Answer:
Company's WACC is 9.6%
Explanation:
WACC is the average cost of capital of the firm based on the weightage of the debt and weightage of the equity multiplied to their respective costs.
Formula for WACC
Weighted Average Cost of Capital = (Cost of Equity x Weightage of equity) + (Cost of preferred Stock x Weightage of preferred Stock ) + (Cost of Debt (1 -t) x Weightage of Debt)
Market Values
Equity = 520,000 x $70 = $36,400,000
Preferred = 23,000 x $91 = $2,093,000
Debt = $1,110 x 19,000 = $21,090,000
Total Value = $36,400,000 + $2,093,000 + $21,090,000 = $59,583,000
Cost of Equity :
We can calculate cost of equity using CAPM
Capital asset pricing model measure the expected return on an asset or investment. it is used to make decision for addition of specific investment in a well diversified portfolio.
Formula for CAPM
Cost of Equity = Risk free rate + beta ( market return - risk free rate )
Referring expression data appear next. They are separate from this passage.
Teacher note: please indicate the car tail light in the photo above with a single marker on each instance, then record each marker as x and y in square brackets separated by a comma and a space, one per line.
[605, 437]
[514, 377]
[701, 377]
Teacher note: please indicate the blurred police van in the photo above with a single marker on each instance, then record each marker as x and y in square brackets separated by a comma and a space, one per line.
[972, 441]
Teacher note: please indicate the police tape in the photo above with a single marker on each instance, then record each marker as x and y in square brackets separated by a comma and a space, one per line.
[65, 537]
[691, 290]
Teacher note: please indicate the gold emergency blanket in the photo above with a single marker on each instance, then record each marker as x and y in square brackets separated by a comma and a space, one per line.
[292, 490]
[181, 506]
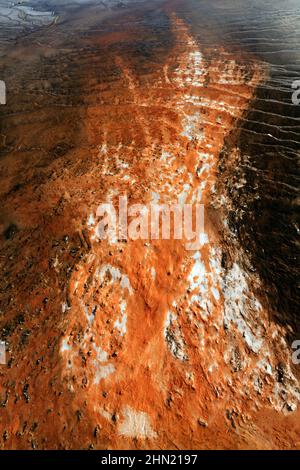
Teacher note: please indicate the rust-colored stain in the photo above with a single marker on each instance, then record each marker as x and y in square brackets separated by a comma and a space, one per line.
[139, 344]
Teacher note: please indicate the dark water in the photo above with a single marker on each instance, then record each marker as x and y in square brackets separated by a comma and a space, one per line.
[265, 211]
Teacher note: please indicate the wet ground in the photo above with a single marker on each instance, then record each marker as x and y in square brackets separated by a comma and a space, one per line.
[175, 100]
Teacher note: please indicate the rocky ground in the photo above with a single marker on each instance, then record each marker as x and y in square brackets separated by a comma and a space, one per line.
[142, 344]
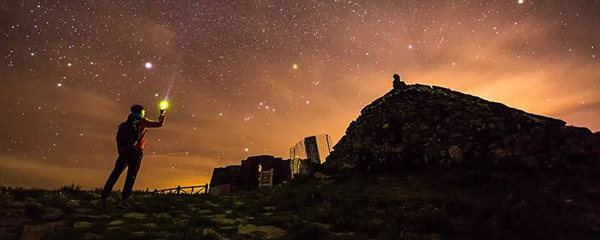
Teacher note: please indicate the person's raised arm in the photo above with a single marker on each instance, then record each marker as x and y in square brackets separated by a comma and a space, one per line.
[154, 124]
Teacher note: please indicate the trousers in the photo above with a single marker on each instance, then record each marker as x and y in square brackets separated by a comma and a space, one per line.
[132, 160]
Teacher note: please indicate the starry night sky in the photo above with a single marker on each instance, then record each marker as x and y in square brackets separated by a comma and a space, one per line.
[255, 77]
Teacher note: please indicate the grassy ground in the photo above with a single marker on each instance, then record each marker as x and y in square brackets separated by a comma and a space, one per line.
[342, 208]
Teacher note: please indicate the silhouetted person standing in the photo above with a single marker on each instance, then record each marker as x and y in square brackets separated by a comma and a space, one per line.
[131, 140]
[398, 83]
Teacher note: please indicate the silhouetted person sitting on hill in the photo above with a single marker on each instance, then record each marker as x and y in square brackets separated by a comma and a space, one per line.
[398, 83]
[131, 140]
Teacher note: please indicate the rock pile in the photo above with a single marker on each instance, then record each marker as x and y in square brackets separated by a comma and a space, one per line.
[415, 126]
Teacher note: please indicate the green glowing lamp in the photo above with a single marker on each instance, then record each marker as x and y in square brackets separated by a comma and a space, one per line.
[163, 105]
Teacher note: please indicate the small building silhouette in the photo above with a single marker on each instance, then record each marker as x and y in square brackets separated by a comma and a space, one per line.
[246, 175]
[312, 150]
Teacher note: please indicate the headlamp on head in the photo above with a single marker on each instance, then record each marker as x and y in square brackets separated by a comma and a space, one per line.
[163, 105]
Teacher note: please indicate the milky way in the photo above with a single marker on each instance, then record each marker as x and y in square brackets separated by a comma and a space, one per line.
[255, 77]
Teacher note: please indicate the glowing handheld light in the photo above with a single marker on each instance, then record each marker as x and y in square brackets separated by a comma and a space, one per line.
[163, 105]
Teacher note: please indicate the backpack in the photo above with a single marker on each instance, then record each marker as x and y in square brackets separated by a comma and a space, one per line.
[128, 135]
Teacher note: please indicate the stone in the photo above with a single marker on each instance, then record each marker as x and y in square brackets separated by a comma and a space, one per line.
[204, 211]
[36, 232]
[91, 236]
[113, 228]
[151, 225]
[456, 154]
[116, 223]
[212, 234]
[82, 225]
[162, 216]
[134, 215]
[270, 208]
[319, 175]
[262, 232]
[225, 221]
[51, 214]
[181, 222]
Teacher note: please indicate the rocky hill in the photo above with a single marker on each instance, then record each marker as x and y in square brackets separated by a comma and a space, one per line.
[525, 176]
[414, 126]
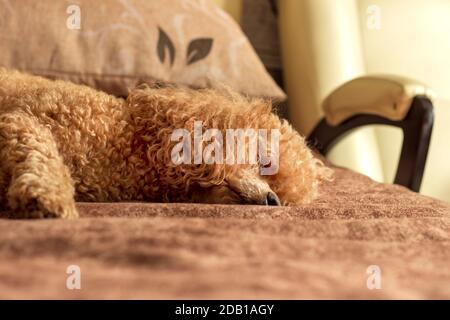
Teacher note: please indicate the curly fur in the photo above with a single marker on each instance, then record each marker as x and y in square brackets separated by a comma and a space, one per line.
[61, 142]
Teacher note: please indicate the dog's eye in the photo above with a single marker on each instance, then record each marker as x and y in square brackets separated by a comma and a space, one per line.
[266, 165]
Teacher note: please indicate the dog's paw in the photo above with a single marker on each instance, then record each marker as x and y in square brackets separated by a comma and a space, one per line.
[38, 208]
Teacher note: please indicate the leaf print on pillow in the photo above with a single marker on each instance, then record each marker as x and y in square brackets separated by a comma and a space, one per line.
[164, 43]
[198, 49]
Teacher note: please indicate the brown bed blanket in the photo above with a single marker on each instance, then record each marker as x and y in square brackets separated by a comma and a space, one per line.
[321, 250]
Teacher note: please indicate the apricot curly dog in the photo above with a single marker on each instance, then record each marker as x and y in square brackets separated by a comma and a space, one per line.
[61, 143]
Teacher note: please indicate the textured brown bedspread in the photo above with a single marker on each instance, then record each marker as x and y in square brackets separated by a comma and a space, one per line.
[320, 250]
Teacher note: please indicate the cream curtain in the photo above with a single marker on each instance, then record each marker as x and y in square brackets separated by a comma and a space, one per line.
[327, 42]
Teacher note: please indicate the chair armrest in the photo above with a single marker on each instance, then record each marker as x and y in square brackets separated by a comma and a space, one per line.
[391, 101]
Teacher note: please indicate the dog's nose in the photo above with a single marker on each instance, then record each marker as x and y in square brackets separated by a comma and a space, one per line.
[272, 199]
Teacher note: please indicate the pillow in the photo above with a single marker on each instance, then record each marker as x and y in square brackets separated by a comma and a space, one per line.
[113, 45]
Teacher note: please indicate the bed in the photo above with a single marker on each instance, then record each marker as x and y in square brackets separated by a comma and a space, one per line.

Cost of Equity = Rf + β ( Rm - Rf )
Cost of Equity = 5.5% + 1.21 ( 6% )
Cost of Equity = 12.76%
Cost of Preferred stock = 4.6%
We need to calculate the yield to maturity
Yield to maturity = [ C + ( F - P ) / n ] / [ (F + P ) / 2 ]
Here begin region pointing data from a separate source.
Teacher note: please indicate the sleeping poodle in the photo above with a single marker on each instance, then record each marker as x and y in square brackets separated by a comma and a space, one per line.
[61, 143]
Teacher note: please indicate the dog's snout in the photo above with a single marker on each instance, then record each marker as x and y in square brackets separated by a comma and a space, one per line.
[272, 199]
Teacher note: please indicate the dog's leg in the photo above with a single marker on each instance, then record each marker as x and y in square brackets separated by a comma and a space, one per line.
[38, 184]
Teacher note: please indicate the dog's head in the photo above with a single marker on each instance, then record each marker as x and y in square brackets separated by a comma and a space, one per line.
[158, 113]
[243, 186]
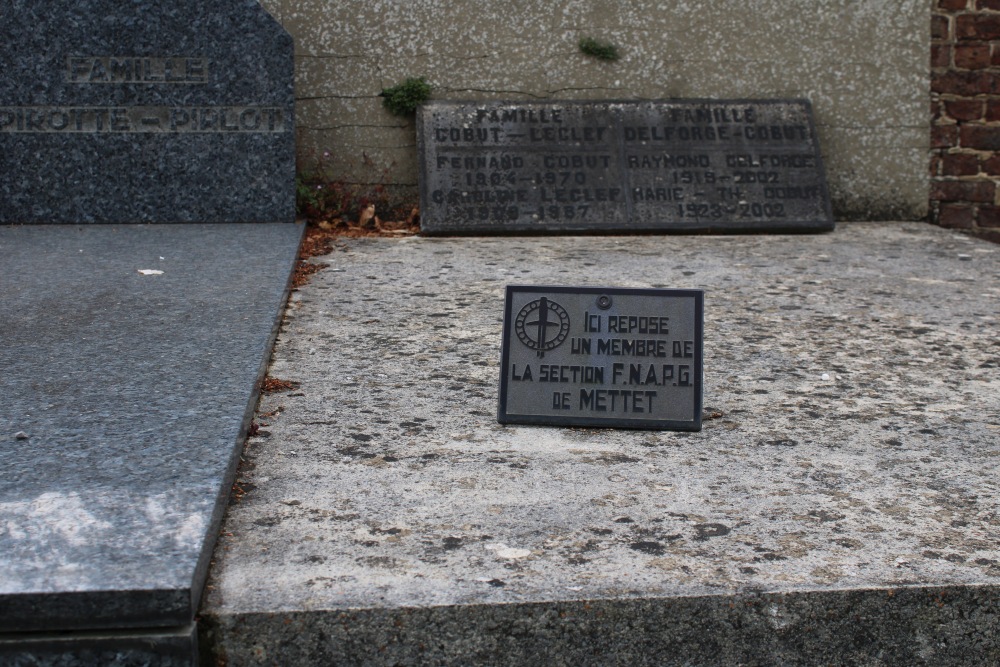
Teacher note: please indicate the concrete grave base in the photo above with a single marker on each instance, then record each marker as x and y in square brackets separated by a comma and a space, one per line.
[839, 505]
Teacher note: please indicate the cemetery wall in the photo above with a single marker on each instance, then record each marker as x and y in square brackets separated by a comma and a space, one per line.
[965, 105]
[862, 63]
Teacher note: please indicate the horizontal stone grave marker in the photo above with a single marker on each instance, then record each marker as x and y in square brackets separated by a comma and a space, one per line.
[145, 112]
[590, 356]
[679, 165]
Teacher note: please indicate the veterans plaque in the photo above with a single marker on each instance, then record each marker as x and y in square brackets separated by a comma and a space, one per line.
[592, 356]
[145, 111]
[675, 165]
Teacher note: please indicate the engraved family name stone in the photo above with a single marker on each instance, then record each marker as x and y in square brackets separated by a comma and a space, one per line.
[145, 112]
[677, 165]
[590, 356]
Placing value in the formula
Yield to maturity = [ 34 + ( $1,000 - $1,110 ) / 48 ] / [ ( $1,000 + $1,110 ) / 2 ]
Yield to maturity = 3% semiannually = 6% annually
Placing values in the formula
Weighted Average Cost of Capital = (12.76% x $36,400,000 / $59,583,000 ) + ( 4.6% x $2,093,000 / $59,583,000 ) + (6% (1 - 0.24 ) x $21,090,000 / $59,583,000 )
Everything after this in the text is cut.